Sometimes you don't care about certain elements of the tuples in a query, but you must put something in the clause in order to get to the positions that you do care about. The underscore symbol (_) is a blank placeholder, and matches anything without binding or unifying.

For example, if you wanted a random artist name, you would need a data pattern that talked about A and V, but you would not care about the E component which precedes them. The following query uses the blank in the E position:

(d/q '[:find (sample 1 ?name)
       :where [_ :artist/name ?name]]
     db) 
=> [[["Aerosmith"]]]

Do not use a dummy variable instead of the blank. This will make the query engine do extra work by tracking binding and unification for a variable that you never intend to use. It will also make human readers do extra work, puzzling out that the dummy variable is intentionally not used.
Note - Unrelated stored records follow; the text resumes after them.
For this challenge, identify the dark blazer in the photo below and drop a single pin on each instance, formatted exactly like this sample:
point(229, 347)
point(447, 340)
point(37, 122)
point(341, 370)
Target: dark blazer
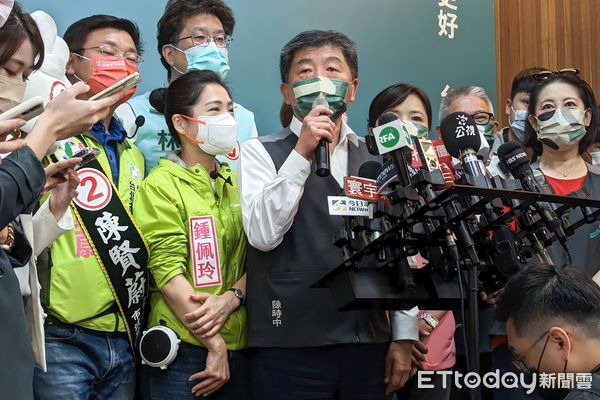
point(279, 280)
point(21, 181)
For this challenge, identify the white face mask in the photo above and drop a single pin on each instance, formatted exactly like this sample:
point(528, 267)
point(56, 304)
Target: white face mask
point(12, 92)
point(217, 134)
point(519, 124)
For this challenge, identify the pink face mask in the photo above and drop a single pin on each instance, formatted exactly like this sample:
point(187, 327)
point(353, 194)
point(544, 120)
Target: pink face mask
point(5, 9)
point(107, 71)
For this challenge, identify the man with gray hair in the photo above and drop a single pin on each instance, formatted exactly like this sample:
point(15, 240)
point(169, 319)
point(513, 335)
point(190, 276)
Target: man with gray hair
point(474, 101)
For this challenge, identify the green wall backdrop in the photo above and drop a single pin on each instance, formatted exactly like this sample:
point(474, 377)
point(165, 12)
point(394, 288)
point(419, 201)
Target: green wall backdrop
point(398, 41)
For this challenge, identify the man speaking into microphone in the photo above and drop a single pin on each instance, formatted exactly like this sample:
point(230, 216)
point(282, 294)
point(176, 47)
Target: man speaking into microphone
point(305, 348)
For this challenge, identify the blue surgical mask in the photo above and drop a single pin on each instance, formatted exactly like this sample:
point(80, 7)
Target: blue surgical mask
point(519, 124)
point(487, 130)
point(209, 57)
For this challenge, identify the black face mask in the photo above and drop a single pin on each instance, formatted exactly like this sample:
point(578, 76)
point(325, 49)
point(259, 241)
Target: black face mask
point(551, 394)
point(546, 393)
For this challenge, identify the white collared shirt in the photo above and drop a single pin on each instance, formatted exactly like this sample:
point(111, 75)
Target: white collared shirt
point(270, 200)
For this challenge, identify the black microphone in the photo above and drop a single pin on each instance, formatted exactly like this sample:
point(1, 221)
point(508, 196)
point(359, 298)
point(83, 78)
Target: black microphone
point(516, 161)
point(401, 156)
point(322, 151)
point(139, 122)
point(215, 174)
point(369, 170)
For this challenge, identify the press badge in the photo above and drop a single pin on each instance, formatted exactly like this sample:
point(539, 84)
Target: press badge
point(205, 252)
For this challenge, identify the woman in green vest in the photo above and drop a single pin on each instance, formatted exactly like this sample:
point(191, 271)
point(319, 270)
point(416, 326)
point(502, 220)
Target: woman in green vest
point(189, 211)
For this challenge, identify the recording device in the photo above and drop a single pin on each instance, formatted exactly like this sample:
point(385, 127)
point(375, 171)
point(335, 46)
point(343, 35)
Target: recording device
point(140, 120)
point(214, 174)
point(27, 110)
point(393, 138)
point(158, 346)
point(126, 83)
point(516, 161)
point(322, 163)
point(87, 155)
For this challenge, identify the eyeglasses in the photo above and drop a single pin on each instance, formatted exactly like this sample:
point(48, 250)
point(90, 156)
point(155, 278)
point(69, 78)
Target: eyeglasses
point(542, 76)
point(112, 51)
point(520, 364)
point(202, 39)
point(482, 117)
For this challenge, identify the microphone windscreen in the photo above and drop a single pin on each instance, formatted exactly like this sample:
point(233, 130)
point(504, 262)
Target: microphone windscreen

Blanks do not cause unification. Clauses with multiple blanks will not unify despite appearing to have the same symbol used.

Implicit Blanks

In data patterns, you should elide any trailing components you don't care about, rather than explicitly padding with blanks. The previous examples already demonstrates this by omitting the Tx and Op components from the pattern

;; unnecessary trailing blanks
[_ :artist/name ?name _ _] 

;; better
[_ :artist/name ?name] 

Predicates

pred-expr                  = [ [pred fn-arg+] ]

A predicate is an arbitrary Java or Clojure function. Predicates must be pure functions, i.e. they must be free of side effects and always return the same thing given the same arguments.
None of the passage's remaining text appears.